Otuz yıldır Türkiye’ye büyük acılar yaşatan kanlı bir sorundan kurtulmak için başlatılan ‘çözüm sürecinin’ en kritik günlerinden geçiyoruz.
Bu çerçevede, hükümet süreci toplumla paylaşacak, birebir insanların yüreğine dokunarak yaşadığımız tarihi günlerin önemini anlatacak 63 kişilik ‘akil insanlar’ heyeti oluşturdu.
Açıkçası, farklı kesimlerden ve farklı kimliklerden oluşturulmuş, her açıdan kaliteli ve zengin bir kadro bu akil insanlar heyeti. Büyük bir bölümü, kendi alanında önemli başarılara imza atmış, Kürt sorununun çözümü konusunda önemli çabalar sarfetmiş isimlerden oluşuyor.

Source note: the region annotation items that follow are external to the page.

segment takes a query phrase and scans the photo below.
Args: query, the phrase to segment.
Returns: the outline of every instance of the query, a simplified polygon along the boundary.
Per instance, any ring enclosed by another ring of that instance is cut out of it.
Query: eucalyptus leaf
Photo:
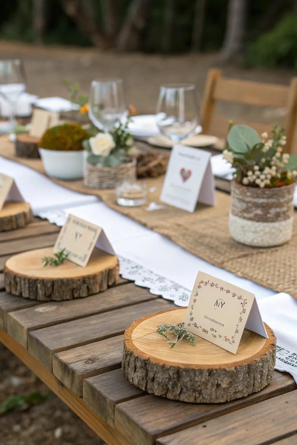
[[[93,164],[94,165],[96,165],[96,164],[100,164],[102,158],[102,156],[97,156],[96,154],[93,154],[93,153],[91,153],[87,158],[87,162],[89,164]]]
[[[289,161],[285,166],[286,170],[297,170],[297,154],[290,154]]]
[[[110,154],[104,158],[102,165],[104,167],[118,167],[122,163],[121,158],[115,154]]]
[[[247,125],[235,125],[227,136],[228,144],[234,151],[244,153],[261,142],[257,132]]]
[[[85,150],[87,150],[87,151],[91,151],[91,146],[90,145],[89,139],[84,139],[81,142],[81,145],[84,147]]]

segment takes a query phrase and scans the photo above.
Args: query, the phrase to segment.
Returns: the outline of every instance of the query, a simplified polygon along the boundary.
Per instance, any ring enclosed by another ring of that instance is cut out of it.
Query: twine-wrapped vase
[[[136,178],[136,160],[126,159],[118,167],[102,167],[88,162],[84,174],[84,184],[89,189],[114,189],[118,182]]]
[[[278,246],[292,237],[295,184],[261,189],[231,183],[229,230],[248,246]]]

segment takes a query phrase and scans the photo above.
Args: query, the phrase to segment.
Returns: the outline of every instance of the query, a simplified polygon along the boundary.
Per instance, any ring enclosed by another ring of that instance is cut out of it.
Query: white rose
[[[115,147],[114,138],[109,133],[98,133],[94,138],[90,138],[89,142],[93,154],[108,156]]]

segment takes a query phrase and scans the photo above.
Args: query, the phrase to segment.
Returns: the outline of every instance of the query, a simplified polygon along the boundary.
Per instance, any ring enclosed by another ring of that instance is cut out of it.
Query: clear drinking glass
[[[193,134],[199,123],[195,85],[161,85],[156,121],[161,133],[175,142],[179,142]]]
[[[21,61],[0,60],[0,95],[10,105],[10,121],[0,125],[2,133],[10,133],[16,126],[16,106],[19,97],[26,91],[26,80]]]
[[[125,112],[122,79],[95,79],[92,81],[89,99],[89,117],[94,125],[109,132]]]

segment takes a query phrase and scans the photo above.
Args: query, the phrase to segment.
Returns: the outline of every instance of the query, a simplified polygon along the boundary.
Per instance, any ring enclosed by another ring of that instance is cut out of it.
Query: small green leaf
[[[228,144],[234,151],[246,152],[256,144],[261,142],[257,132],[247,125],[235,125],[231,128],[227,136]]]

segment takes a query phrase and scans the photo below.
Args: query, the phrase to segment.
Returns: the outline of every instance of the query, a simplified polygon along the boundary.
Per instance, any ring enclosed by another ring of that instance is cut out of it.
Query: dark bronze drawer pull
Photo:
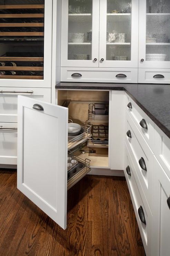
[[[124,74],[118,74],[116,75],[116,77],[127,77],[127,76]]]
[[[129,138],[132,138],[131,132],[130,132],[130,130],[129,130],[126,133],[126,134],[128,137],[129,137]]]
[[[144,128],[144,129],[146,129],[146,130],[148,130],[148,127],[147,126],[147,124],[146,121],[145,121],[144,119],[142,119],[140,121],[139,124],[141,127],[142,127],[142,128]]]
[[[128,165],[126,168],[126,172],[129,176],[131,176],[131,173],[130,173],[130,167]]]
[[[128,108],[132,108],[132,103],[131,102],[129,102],[127,105],[127,107]]]
[[[82,76],[82,75],[80,73],[73,73],[71,75],[72,76],[74,76],[74,77],[80,77]]]
[[[165,77],[163,75],[155,75],[153,77],[153,78],[164,78]]]
[[[147,172],[147,169],[146,165],[145,164],[145,162],[144,162],[144,160],[143,157],[141,157],[140,159],[139,159],[139,163],[142,169],[143,169],[143,170],[144,170],[146,172]]]
[[[144,217],[144,214],[143,212],[143,208],[141,206],[140,206],[138,209],[138,214],[140,220],[143,223],[144,223],[146,225],[146,220],[145,220],[145,218]]]

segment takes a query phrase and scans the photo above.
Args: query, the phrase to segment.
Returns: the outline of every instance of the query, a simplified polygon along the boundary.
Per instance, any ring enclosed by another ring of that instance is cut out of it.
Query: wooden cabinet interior
[[[109,91],[58,90],[58,105],[68,107],[69,118],[83,127],[92,126],[91,136],[71,150],[74,156],[90,160],[91,167],[109,166]],[[105,114],[89,115],[90,104],[94,108],[96,103],[106,106]]]

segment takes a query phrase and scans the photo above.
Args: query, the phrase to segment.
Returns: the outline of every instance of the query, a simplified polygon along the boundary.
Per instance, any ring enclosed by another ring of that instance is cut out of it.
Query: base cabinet
[[[170,254],[170,179],[155,157],[152,216],[152,254]]]

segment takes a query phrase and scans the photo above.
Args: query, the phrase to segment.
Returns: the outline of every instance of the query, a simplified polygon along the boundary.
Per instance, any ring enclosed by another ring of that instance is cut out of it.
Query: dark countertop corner
[[[124,90],[170,138],[170,84],[61,82],[56,88]]]

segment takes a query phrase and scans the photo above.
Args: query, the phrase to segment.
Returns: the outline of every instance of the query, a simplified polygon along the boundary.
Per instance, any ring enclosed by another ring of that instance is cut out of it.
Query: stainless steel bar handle
[[[18,130],[16,127],[3,127],[2,125],[0,125],[0,130]]]
[[[0,93],[33,93],[33,91],[4,91],[3,90],[0,90]]]

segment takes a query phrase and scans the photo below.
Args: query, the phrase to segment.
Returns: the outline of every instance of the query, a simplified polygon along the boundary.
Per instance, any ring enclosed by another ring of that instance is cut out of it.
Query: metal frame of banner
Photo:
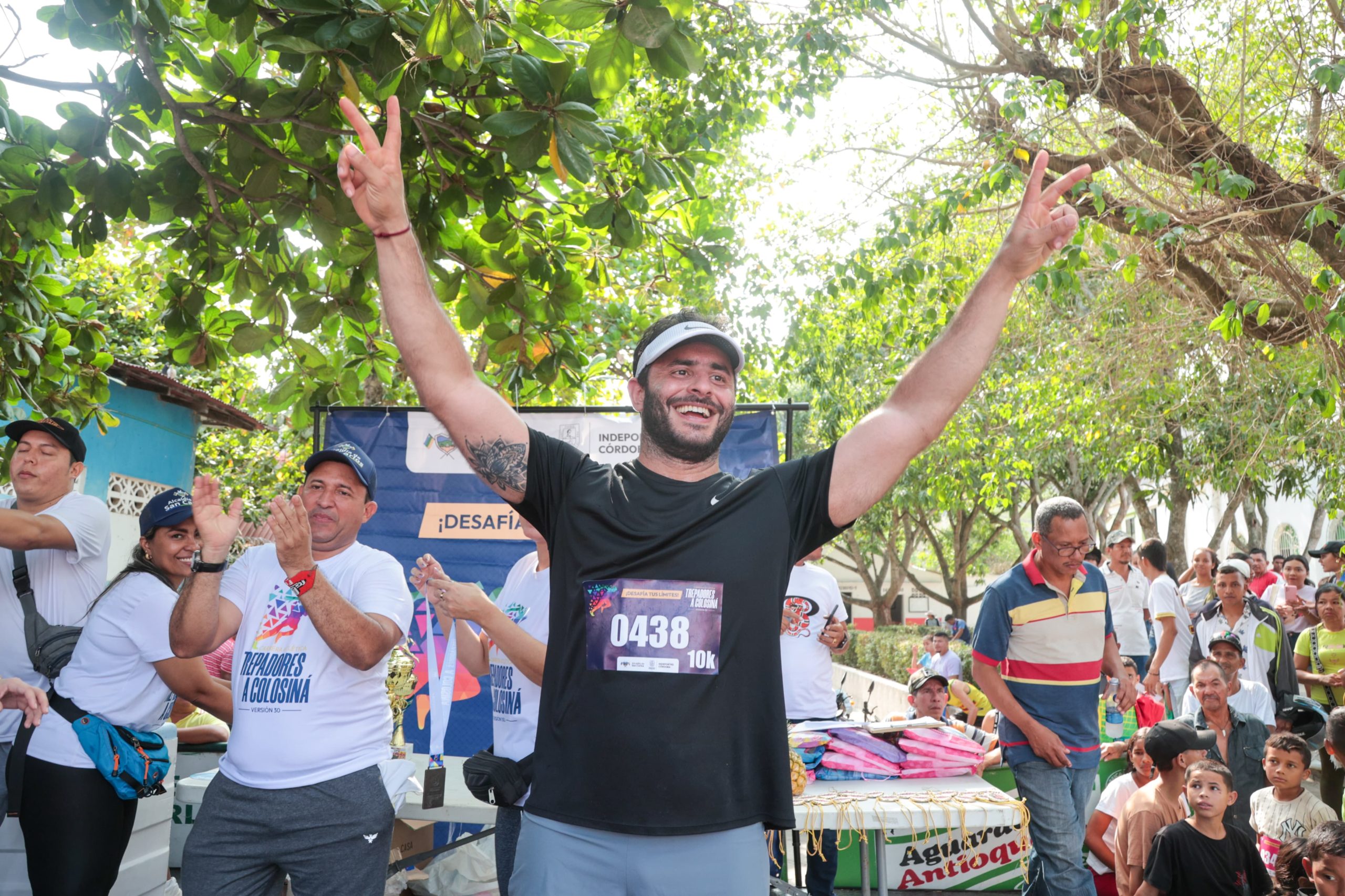
[[[806,401],[783,401],[783,402],[759,402],[746,405],[734,405],[733,410],[736,413],[757,413],[761,410],[769,410],[773,413],[784,414],[784,459],[794,460],[794,414],[802,410],[810,410],[811,405]],[[323,426],[321,414],[331,413],[332,410],[382,410],[390,413],[393,410],[429,410],[429,408],[422,408],[420,405],[313,405],[309,409],[313,414],[313,453],[321,451],[323,447]],[[633,414],[635,408],[629,405],[543,405],[538,408],[519,408],[515,406],[514,410],[519,413],[529,414]]]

Ancak heyet açıklanır açıklanmaz, çok yakından tanıdığımız malum çevreler hiç gecikmeden mırın kırın etmeye başladılar. “Bu heyet, AK Parti’nin yandaşı akil insanlardır, bunlar devlete dokunmayan aydınlardır” şeklindeki değerlendirmelerle, güya bu süreç çok umurlarındaymış gibi akıl satmaya çalışıyorlar.
Evet, artık biliyoruz ki birileri bu ülkenin selamete çıkmasını, kanın durmasını istemiyor. O zaman size ne, heyete kimlerin alınıp alınmayacağından? Siz zaten yoksunuz ki... Ama hayır, onlar Türkiye karşıtlığı görevlerini mutlaka bir şekilde yerine getirecekler. Hatta bununla da yetinmeyip, imalı yazılarla ‘akil insanlar heyetini’ tehdit edecekler. Sözgelimi, “Gittikleri bölgelerde çok sıkı korunmaları gerekecek...” şeklindeki cümleler, nasıl bir masumiyetin ifadesi olabilir? Acaba, ‘vur de vuralım’ sloganlarının hayata geçirilmesi mi ima ediliyor?
Peki kim bunlar?
Hayatlarının hiçbir döneminde, demokrasiyle, özgürlüklerle yolu hiç kesişmemiş, evlat acısıyla bir kez olsun yüreği yanmamış, her şehit geldiğinde vatanseverliği hatırlayan siyasetçiler, tuzu kuru aydınlar, köşelerinde Ergenekon uzmanlığı yapan gazeteciler...
Bence Başbakan Tayyip Erdoğan, barışı, demokrasiyi önemseyen, yıllardır Türkiye’nin ayağına prangalar vuran kanlı terör sorununun çözümü için çaba sarfeden, bu ülkede yaşayan herkesin eşit ve özgürce yaşamasını yüreğinde hisseden, AK Parti’nin değil ‘çözümün’ tarafında yer alan isimlerden oluşan bir heyet kurmakla yanlış yapmıştır.
Başbakan Erdoğan, Alevi önderlerine suikast için S-1 timi hazırlayan Ergenekoncular için Silivri’de özgürlük nöbeti tutan CHP’lilerden heyete almamakla hata etmiştir.
Hrant’a ‘Türklüğe hakaretten’ dava açtıran, bütün duruşmalarda mahkeme önünde ona kan kusturan Ergenekon sanıklarına köşelerinden çiçek atan ünlü gazetecilerden heyete almamakla hata etmiştir.
Ellerinde binlerce faili meçhulün kanı bulunan Silivri’deki JİTEM kurucuları için özgürlük şarkısı söyleyen abilerden bir tanecik bile olsa heyete dahil etmemekle hata etmiştir...
Hele, Cumhuriyet mitinglerinde “Ordu Göreve” pankartının altında esas duruşa geçen ulusalcı Türk büyüklerinden heyete almamak affedilir bir hata değildir.
Böyle bir ‘akil insanlar heyeti’olur mu?
Yıllarca askerden emir alarak köşelerinde hükümet yıkma planları yapan anlı şanlı gazetecilerimiz yok, parti kapattıran ünlü savcılar, yargıçlar yok.
Deniyor ki, neden Kemalistlerden, CHP paralelindeki ulusalcılardan, MHP’nin ultra milliyetçilerinden bu heyette kimse yok? Kusura bakmayın ama, onlar zaten bu sürece düşmanlar. Yani iktidar, ‘çözüm’ için başlattığı süreci baltalamaları için özel bir ‘yıkım ekibi’ mi kurmalıydı?